Invitation to an Inquest
- Author: Richard Hull
- Language: English
- Genre: Mystery crime
- Publisher: Collins Crime Club
- Publication date: 1950
- Publication place: United Kingdom
- Media type: Print

= Invitation to an Inquest =

1950 novel

Invitation to an Inquest is a 1950 mystery crime novel by the British writer Richard Hull. It was published by Collins Crime Club. Hull, a member of the Detection Club during the Golden Age, was known for his stories involving cynical, unpleasant protagonists.
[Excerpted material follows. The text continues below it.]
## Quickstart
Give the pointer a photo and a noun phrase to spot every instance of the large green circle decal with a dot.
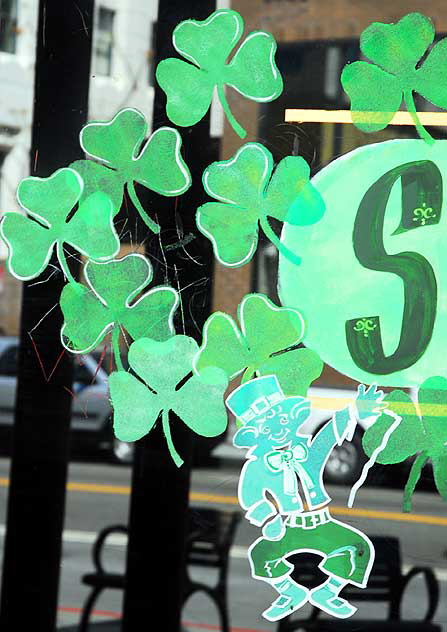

He was strongly influenced by Anthony Berkeley's Malice Aforethought. It was his penultimate work, followed by The Martineau Murders in 1953.

==Synopsis==
Inspector Yarrow of Scotland Yard investigates the case of a drowned body recovered from the River Thames in London. Yarrow encounters his two unpleasant cousins and would happily pin a murder on either of them if he can find enough evidence to do so.

==Bibliography==
- Hubin, Allen J. Crime Fiction, 1749-1980: A Comprehensive Bibliography. Garland Publishing, 1984.
- Magill, Frank Northen. Critical Survey of Mystery and Detective Fiction: Authors, Volume 1. Salem Press, 1988.
- Reilly, John M. Twentieth Century Crime & Mystery Writers. Springer, 2015.